Discrete Algorithms - New algorithmic design paradigms External Memory algorithms: Input data reside on disk and are too big to fit in memory Aggarwal and Vitter 1988 An area that has reached full maturity, Comp. Bio. may be reasonably happy with it. Recoil, Yanovsky 2011: Compression of embarassingly large DNA sequence collections Bauer et al., 2012, Lightweight LCP construction for Next Generation Sequencing Datasets
Discrete Algorithms and Bioinformatics - New algorithmic design paradigms Algorithms on Data Streams: the volume of data is so large that one cannot even store it Data is produced “in a stream” and cannot be stored on memory M. Henzinger, P. Raghavan, S. Rajacopalan 1999 Probably not very good for Comp. Bio.
Discrete Algorithms - New algorithmic design paradigms - Succinct data structures: storing data in small space- G.J. Jacobson, 1988 - Promising for Comp. Bio. Full Text Self-Indexes Bloom Filters:Pell et al., 2012: 40-fold reduction in memory requirement for metagenomes assembly Bloom Filters have been invented in 1970
Discrete Algorithms - New algorithmic design paradigms - Synopsis Data Structures: Only a “relevant summary” of the data is kept- Gibbons and Matias, 1998 No Use yet in Comp. Bio., but very promising because of its success in DataBase System design: Iceberg Queries
Discrete Algorithms - New algorithmic design paradigms - Approximation algorithms: well known for hard problems, e.g. TSP, genome assembly New: use it for “resource bounded” problems in order to obtain performance guaranteed approximations Already in use in Comp. Bio. WITHOUT the performance guarantee part…

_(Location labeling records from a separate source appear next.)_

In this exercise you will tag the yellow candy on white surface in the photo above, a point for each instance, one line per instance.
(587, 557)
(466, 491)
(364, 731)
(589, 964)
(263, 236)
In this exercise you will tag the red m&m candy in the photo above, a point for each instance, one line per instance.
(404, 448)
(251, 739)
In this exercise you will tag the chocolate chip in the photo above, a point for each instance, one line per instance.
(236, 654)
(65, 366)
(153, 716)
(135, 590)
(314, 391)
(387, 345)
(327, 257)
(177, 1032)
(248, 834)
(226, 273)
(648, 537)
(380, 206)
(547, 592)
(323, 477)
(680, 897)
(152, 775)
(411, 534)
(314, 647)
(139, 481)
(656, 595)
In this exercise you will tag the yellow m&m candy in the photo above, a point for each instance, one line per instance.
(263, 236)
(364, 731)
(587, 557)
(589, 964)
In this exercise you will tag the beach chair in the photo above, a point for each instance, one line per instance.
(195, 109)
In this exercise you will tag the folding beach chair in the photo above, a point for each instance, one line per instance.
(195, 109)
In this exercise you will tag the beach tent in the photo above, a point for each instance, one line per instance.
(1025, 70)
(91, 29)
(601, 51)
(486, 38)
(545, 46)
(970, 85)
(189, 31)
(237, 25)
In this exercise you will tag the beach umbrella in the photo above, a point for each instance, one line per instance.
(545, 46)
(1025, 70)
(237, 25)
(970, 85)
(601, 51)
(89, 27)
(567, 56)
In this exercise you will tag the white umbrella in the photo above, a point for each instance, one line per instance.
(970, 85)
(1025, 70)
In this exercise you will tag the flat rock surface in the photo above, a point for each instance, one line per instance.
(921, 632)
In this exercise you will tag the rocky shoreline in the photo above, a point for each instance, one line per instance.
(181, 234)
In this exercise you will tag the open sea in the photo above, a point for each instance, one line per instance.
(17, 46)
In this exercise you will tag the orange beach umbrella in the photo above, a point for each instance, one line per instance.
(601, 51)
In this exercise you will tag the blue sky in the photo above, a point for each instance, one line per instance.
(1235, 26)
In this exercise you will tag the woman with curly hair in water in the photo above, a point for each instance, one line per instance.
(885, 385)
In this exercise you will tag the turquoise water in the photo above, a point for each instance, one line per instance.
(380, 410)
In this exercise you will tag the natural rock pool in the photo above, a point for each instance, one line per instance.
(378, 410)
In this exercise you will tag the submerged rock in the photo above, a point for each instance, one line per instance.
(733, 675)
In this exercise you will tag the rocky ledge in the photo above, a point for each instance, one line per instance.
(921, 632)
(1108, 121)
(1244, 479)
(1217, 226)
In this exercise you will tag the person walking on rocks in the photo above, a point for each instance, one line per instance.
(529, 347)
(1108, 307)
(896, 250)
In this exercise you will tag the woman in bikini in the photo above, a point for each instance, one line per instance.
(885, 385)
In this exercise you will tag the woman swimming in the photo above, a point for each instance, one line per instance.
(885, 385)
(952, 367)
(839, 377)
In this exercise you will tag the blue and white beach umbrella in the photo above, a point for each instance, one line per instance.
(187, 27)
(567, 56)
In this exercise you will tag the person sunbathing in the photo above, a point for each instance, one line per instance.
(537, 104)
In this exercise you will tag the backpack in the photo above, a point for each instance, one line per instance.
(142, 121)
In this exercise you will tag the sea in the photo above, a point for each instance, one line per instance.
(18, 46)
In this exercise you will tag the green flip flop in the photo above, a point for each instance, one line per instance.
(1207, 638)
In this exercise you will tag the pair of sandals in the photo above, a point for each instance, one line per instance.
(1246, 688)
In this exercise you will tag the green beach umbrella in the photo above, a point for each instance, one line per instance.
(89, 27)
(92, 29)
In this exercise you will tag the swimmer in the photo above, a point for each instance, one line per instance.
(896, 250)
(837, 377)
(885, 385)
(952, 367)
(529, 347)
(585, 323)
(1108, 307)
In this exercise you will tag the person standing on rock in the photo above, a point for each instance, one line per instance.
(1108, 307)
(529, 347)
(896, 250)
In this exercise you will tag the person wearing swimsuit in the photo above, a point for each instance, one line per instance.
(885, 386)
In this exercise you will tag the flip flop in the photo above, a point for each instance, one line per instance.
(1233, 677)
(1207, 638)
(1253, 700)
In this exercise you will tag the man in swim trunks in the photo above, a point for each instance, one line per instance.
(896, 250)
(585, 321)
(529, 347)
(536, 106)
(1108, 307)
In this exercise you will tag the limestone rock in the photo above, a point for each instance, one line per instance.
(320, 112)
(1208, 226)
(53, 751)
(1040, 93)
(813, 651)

Conclusions - Since the late 80’s, a solid bridge has been built between Algorithmic Research and Bioinformatics and Comp. Bio. Algorithmic Research seems to be asking the right questions in foundational terms for “BIG DATA”- Biology is a privileged testbed, with a turning point in attention around 1997 The fact that algorithimc research “does not listen to Comp. Bio. needs” is a false metropolitan legend: Having fun learning about algorithmic theory ? We do learning about biology!!!